A ciranda da morte


Por WANDERSON CASTELAR Vereador (PT-JF)

25/09/2013 às 07h00- Atualizada 17/11/2017 às 17h29

Carlos Drummond escreveu um poema que dizia: João amava Teresa, que amava Raimundo, que amava Maria, que amava Joaquim, que amava Lili, que não amava ninguém. Este jogo de palavras e nomes, que lembra a sonoridade de uma ciranda e nos remete aos desencontros peculiares das relações amorosas, me veio à mente ao analisar o fenômeno da violência urbana em Juiz de Fora. Entre janeiro e dezembro de 2012, 99 mortes violentas, número já superado em 2013, faltando mais de três meses para o final do ano. Importante: até 2011, nossa média anual, considerando o intervalo de uma década, era inferior a 40 registros.

Mas o que isto tem a ver com uma tradicional e remota brincadeira infantil? A principal característica dos crimes que abastecem as estatísticas e o noticiário local é a de que obedecem a uma lógica de vizinhança e circularidade. Fulano agrediu beltrano, que matou fulano, cujo amigo se vingou matando beltrano, que será vingado por cicrano, matando o amigo de fulano. É o que chamo de ciranda da morte. Singelo na forma, corrosivo na essência. Além de mutilar famílias, rompe laços de amizade, solidariedade e cooperação, que são as principais e melhores características da vida comunitária. Vítimas não são apenas aqueles que tombam mortos mas todos que vivem nos bairros pobres de nossa cidade, cenário de uma tragédia cotidiana.

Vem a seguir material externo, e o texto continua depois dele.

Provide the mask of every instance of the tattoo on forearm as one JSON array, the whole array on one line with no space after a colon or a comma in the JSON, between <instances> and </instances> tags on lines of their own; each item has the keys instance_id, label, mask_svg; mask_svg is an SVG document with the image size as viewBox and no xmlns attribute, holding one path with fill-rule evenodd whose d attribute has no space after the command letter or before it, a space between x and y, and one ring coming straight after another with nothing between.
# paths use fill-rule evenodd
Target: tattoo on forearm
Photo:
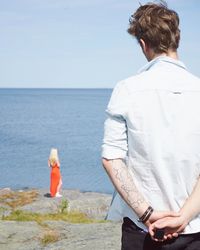
<instances>
[{"instance_id":1,"label":"tattoo on forearm","mask_svg":"<svg viewBox=\"0 0 200 250\"><path fill-rule=\"evenodd\" d=\"M137 209L142 203L145 202L145 200L134 184L134 181L128 172L127 166L122 160L112 160L111 163L114 175L120 182L121 189L123 190L122 195L133 209Z\"/></svg>"}]
</instances>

Outro aspecto importante é a análise do perfil dos que morrem e matam. Segundo levantamento publicado pela Tribuna no último dia 14, 92% dos mortos em 2013 são homens; 78% foram alvejados por arma de fogo, sendo 65% com idade entre 14 e 30 anos, e 17%, entre 31 e 40 anos. Outro dado importante, embora baseado em inferências: a maioria possui baixa escolaridade e ocupação não definida. O mesmo perfil pode ser estendido aos suspeitos apontados pela polícia, reforçando a tese segundo a qual o fenômeno envolve basicamente jovens pobres, desempregados ou subempregados, com baixa escolaridade, moradores de comunidades vizinhas, usuários ou pequenos traficantes de drogas.

É também relevante constatar que o mapa da distribuição dos crimes no território indica o predomínio de três regiões: Norte (34), Sudeste (31) e Leste (17), que formam uma espécie de corredor da violência, responsável por 82% dos casos. Dentro deste corredor, é possível observar pontos de maior incidência, demonstrando que rixas, brigas e desentendimentos que resultam em morte têm também um caráter de enfrentamento entre comunidades. Semelhantes em vários aspectos, estes jovens encontram nos limites imprecisos da cidade uma bandeira que os diferencia e os opõe, uma justificativa simbólica para o ódio que alimenta a rede de mortes que se espraia na periferia.

A análise destes e de outros dados é necessária, porque se constitui na base para a elaboração de um plano de enfrentamento à violência, consistente e eficaz. Considerando as informações disponíveis, me arrisco a dizer: tal plano só terá êxito se articular um conjunto de ações desenvolvidas com o apoio e a participação da sociedade. Estas ações devem obedecer a três grandes eixos orientadores: o combate sem trégua à crescente epidemia do crack; a reformulação e o fortalecimento de toda a rede que envolve os serviços de assistência, saúde, educação, esporte e cultura; a ocupação policial pacífica das comunidades atingidas pela violência, com ênfase no policiamento comunitário. Consumado, será a grande obra que se espera da atual Administração. Diante dela, viadutos, pontes e avenidas são apenas acessórios, cujo sentido se perde se o essencial, que é a vida, não for protegido.